La critica e il pubblico, nemici fin da subito per la forma linguistica e grafica usata da Buzzati (siamo anche in un periodo di forti puritanesimo e perbenismo del dopoguerra, fino a tutti gli anni ’60), alla fine, non senza stupore dell’Autore, accolsero molto positivamente quest’esperimento espressivo. L’opera è quindi uno dei primissimi graphic novel italiani e mondiali, prima di Maus, pur non avendo la sua estensione di foliazione. Poema a fumetti vinse il Premio Paese Sera nel 1970, ma quanti italiani lettori lo conoscono veramente oggi?
Forza e originalità
Poema a fumetti fece da spartiacque a un interesse del pubblico e della critica verso il “fumetto” visto non tanto come semplice intrattenimento ma come possibilità di narrare qualcosa di diverso, di più profondo, utilizzando un mezzo espressivo che in Italia era stato spesso relegato ai bambini e agli adolescenti che escono da scuola o ai lavoratori che devono staccare dallo stress quotidiano. Si potrebbe dire, e le recensioni del tempo lo testimoniano, che Buzzati aprì veramente la strada al romanzo grafico in Italia, almeno un decennio prima dell’esordio ufficiale negli Stati Uniti di Will Eisner con il suo Contratto con Dio. E mi piace pensare che Poema a fumetti possa aver dato il coraggio a tanti bravi autori italiani (come Guido Crepax, Buzzelli, Pratt, e altri che vennero poi, fino a quelli di oggi ) e la libertà di proporre le loro opere autoriali e personali. Credo che se tale strada fosse stata intrapresa dallo scrittore lombardo con almeno un decennio d’anticipo, probabilmente l’evoluzione e le fortune del fumetto italiano sarebbero state molto diverse.

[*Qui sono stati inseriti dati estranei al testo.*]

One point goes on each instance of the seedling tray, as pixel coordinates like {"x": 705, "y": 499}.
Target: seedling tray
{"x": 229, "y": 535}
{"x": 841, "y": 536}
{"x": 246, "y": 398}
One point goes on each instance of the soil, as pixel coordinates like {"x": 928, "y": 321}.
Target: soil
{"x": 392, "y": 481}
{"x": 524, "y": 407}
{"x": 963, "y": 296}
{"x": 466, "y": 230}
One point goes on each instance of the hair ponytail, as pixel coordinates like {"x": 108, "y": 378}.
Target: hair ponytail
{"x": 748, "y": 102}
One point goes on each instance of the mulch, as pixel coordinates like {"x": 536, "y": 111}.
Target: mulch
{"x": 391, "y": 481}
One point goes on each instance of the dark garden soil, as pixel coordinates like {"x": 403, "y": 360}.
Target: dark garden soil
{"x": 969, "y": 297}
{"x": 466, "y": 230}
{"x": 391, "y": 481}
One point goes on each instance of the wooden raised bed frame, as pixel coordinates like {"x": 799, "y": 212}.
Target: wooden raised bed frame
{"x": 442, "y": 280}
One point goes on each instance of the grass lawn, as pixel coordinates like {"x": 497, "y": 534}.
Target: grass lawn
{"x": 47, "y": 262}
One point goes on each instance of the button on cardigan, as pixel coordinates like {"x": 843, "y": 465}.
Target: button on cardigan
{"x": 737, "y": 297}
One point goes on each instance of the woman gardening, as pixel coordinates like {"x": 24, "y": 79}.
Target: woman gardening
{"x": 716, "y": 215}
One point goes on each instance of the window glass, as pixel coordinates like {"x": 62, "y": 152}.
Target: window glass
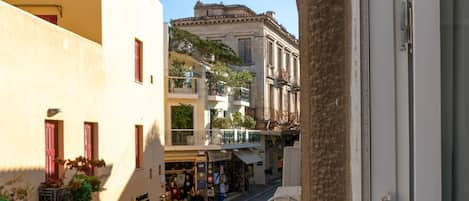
{"x": 455, "y": 98}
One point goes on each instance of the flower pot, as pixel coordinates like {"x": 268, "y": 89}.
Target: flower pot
{"x": 54, "y": 194}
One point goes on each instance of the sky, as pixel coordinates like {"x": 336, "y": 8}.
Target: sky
{"x": 286, "y": 11}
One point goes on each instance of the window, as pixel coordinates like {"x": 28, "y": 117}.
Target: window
{"x": 279, "y": 59}
{"x": 50, "y": 18}
{"x": 182, "y": 124}
{"x": 295, "y": 68}
{"x": 53, "y": 148}
{"x": 138, "y": 146}
{"x": 138, "y": 61}
{"x": 244, "y": 50}
{"x": 90, "y": 143}
{"x": 270, "y": 52}
{"x": 271, "y": 100}
{"x": 280, "y": 100}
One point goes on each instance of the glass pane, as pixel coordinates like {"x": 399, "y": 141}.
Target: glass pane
{"x": 455, "y": 98}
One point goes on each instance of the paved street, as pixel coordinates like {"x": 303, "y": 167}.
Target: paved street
{"x": 258, "y": 192}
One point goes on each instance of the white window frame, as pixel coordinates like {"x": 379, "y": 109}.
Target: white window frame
{"x": 404, "y": 171}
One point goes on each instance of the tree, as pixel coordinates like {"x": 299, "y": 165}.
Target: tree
{"x": 185, "y": 42}
{"x": 181, "y": 116}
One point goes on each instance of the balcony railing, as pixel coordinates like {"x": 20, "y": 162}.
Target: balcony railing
{"x": 283, "y": 75}
{"x": 214, "y": 137}
{"x": 217, "y": 89}
{"x": 241, "y": 94}
{"x": 183, "y": 85}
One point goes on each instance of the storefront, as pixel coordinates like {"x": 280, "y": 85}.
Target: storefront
{"x": 186, "y": 175}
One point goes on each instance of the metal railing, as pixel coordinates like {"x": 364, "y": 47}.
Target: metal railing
{"x": 217, "y": 89}
{"x": 241, "y": 94}
{"x": 214, "y": 136}
{"x": 183, "y": 85}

Importantissima poi la scelta di Mondadori di pubblicarlo… anche se la sua qualità di “editore illuminato” non fu questa volta tutta farina del proprio sacco, ma fu accesa dalla magnifica intuizione e dalla testardaggine amorosa della moglie di Buzzati Almerina Antoniazzi (scomparsa nel novembre 2015). Perché Buzzati ha sempre saputo quello che faceva, era un genio cosciente, come Picasso ad esempio. Si rese benissimo conto, quindi, di aver realizzato un’opera che sarebbe rimasta nella storia, perché complessa, originale, innovativa, fuori dagli schemi conservatori del tempo… e proprio per questo disse alla moglie che l’avrebbero forse pubblicata non prima degli anni 80! Così, scettico, gliela regalò. E allora fu proprio lei (“l’Angelo di Buzzati”) a portarla a Mondadori e ad insistere con l’editore che, in verità, all’inizio era veramente molto perplesso.

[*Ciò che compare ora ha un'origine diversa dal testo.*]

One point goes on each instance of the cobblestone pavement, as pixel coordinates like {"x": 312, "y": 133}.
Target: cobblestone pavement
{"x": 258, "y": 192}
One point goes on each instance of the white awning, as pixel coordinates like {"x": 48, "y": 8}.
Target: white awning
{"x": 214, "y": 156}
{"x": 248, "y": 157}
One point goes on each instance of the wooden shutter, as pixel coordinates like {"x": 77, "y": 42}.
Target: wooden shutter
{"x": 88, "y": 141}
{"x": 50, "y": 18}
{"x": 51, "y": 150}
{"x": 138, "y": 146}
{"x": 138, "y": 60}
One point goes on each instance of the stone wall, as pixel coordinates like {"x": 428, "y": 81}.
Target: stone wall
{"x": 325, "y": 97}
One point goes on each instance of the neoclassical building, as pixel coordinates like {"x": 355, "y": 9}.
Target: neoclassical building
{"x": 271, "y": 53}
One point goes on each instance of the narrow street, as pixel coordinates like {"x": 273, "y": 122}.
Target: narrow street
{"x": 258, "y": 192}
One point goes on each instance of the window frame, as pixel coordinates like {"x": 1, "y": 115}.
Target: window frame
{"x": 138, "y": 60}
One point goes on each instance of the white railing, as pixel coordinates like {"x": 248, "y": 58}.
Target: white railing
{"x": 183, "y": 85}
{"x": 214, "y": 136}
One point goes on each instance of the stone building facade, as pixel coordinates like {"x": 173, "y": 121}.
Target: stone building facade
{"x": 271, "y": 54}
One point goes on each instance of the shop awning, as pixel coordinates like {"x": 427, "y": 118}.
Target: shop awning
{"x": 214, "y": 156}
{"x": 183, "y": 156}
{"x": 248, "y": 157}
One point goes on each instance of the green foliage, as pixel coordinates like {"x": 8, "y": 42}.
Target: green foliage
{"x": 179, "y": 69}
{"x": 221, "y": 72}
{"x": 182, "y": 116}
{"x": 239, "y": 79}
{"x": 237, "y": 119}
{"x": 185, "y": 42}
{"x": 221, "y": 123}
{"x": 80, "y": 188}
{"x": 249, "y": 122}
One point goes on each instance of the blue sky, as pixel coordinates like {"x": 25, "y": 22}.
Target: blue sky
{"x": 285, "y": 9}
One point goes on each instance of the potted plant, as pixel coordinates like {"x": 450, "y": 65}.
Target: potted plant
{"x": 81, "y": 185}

Ora, dopo aver ripubblicato pochi anni fa I miracoli di Via Morel (di cui parleremo in una prossima occasione), Mondadori ha immesso di nuovo sul mercato il Poema di Buzzati (Collana Oscar Ink, 2017, 250 pp., rilegato). Un’opera che dovrebbe aver posto nella libreria di ogni lettore che ami non solo il fumetto e l’immagine, ma soprattutto l’invenzione e l’originalità letteraria.